Mais Sirius le coupa :

- Il méritait pas ça. Il a déjà énormément souffert. Il méritait pas ça, Prongs, la vie est injuste… C'est l'homme le plus généreux et au cœur le plus pur que je n'ai jamais rencontré. Il ne méritait pas ça…

James serra son ami qui s'était remis à pleurer et à trembler, secoué de spasmes violents.

- Je sais. Mais Remus est courageux, et il t'aime. Il va revenir, et vous serez heureux. Il ferait n'importe quoi pour toi… Il faut juste lui laisser le temps de récupérer.

Sirius continuait de pleurer sur son épaule, incapable de se contrôler. Lui pourtant toujours maître de ses émotions, devenait incontrôlable lorsqu'il s'agissait de Remus. Sans lui, il n'était plus qu'un homme brisé…

- Et si…, souffla-t-il. Et si il… il ne se réveillait pas… ?

- Il va se réveiller, le coupa à son tour James. Il est fort.

- Mais tu l'as pas vu… T'as pas vu dans quel état il était. Et je ne connais personne qui se soit réveillé du coma.

James se mordit doucement la lèvre inférieure.

- Lui, il le fera. Aie confiance en lui, d'accord ?

- O… Oui…

Un léger silence s'installa, avant que Sirius ne le rompe :

- J'ai entendu dire une fois que les gens dans le coma pouvaient nous entendre parfois. Tu crois que c'est vrai ? Que Remus m'entend ?

James le regarda avec douceur, touché par la tristesse de son ami.
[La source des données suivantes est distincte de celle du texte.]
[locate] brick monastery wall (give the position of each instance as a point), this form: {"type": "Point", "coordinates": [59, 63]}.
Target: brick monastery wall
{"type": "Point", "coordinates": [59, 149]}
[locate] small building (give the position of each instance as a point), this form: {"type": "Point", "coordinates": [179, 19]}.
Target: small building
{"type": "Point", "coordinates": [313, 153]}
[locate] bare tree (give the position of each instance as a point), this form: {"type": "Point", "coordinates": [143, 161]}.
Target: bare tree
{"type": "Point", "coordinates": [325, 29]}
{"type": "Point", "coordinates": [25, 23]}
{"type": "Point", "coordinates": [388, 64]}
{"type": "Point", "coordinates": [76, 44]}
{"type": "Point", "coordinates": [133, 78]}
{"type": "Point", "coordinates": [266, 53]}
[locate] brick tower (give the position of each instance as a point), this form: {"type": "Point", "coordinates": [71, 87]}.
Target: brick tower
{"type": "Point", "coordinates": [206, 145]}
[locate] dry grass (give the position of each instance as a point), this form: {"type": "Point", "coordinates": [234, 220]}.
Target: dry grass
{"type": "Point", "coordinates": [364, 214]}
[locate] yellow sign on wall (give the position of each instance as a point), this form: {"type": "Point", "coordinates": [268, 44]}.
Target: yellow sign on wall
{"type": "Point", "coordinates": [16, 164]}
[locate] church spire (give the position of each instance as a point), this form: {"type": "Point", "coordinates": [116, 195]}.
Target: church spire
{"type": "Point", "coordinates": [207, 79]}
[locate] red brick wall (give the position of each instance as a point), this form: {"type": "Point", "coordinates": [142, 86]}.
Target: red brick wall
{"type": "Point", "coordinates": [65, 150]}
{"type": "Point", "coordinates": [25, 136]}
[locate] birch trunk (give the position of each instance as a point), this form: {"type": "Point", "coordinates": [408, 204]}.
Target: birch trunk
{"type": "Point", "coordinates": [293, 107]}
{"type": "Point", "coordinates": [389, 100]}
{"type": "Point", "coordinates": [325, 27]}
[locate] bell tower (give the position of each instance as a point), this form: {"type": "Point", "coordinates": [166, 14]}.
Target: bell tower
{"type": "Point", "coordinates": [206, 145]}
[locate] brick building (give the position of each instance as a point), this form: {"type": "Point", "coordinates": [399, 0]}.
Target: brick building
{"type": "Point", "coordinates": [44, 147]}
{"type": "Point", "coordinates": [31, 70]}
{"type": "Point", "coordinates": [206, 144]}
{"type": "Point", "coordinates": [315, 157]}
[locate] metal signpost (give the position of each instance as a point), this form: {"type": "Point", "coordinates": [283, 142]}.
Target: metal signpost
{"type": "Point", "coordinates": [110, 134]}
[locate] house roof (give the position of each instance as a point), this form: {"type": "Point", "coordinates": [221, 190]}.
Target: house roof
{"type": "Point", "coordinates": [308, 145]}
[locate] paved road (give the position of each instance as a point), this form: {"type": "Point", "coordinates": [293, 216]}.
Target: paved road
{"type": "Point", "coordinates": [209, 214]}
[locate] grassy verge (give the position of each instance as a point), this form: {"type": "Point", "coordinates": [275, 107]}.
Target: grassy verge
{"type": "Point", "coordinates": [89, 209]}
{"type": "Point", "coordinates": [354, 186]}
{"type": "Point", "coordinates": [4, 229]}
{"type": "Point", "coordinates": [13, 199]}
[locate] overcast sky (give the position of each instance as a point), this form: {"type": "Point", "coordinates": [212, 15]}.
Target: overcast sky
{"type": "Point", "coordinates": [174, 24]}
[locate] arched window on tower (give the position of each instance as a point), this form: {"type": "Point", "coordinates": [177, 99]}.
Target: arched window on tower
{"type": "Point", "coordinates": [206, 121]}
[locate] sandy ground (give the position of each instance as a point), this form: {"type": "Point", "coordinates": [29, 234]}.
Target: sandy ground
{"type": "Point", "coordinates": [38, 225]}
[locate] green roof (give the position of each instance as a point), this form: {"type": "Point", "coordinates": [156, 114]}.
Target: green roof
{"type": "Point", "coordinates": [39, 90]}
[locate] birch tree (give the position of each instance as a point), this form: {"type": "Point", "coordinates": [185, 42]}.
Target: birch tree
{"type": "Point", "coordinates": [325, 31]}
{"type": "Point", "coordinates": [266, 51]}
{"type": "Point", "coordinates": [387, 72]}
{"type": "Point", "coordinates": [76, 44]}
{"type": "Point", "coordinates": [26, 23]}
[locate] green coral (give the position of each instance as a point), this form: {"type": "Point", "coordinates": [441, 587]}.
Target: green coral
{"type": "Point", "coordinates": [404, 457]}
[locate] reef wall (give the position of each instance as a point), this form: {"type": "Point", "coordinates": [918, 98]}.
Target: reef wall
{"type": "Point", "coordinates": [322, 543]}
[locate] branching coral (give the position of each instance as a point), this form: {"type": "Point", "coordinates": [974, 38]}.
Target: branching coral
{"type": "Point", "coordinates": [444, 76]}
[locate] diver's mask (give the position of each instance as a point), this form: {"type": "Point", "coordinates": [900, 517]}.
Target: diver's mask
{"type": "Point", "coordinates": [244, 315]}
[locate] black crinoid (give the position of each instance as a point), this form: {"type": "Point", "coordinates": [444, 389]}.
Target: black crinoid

- J'en suis sûre. Tu peux lui parler, même si ça peut faire bizarre. Et il sent ton amour et ta douleur. C'est ce qui le fera revenir.

Sirius acquiesça, s'allongeant à moitié sur James, qui se mit à caresser ses cheveux avec douceur. Remus faisait ça, parfois. Fermant les yeux, il s'imagina un instant que c'était l'homme dont il était amoureux, qui lui caressait les cheveux. Mais l'odeur de James persistait. Et il avait beau l'apprécier, elle n'avait rien à voir avec celle de Remus, qui le rendait complètement fou. Pourtant, apaisé par les caresses de James dans ses cheveux, il finit par s'endormir, la tête sur ses genoux, épuisé de tristesse et se sentant complètement vidé. Il alla chercher dans le rêve une consolation, et y retrouva Remus, qui l'attendait pour le consoler et le rassurer. Remus qui le serra très fort dans ses bras, l'embrassa, et lui promit de revenir bientôt.

Une promesse qu'il n'avait pas intérêt à rompre.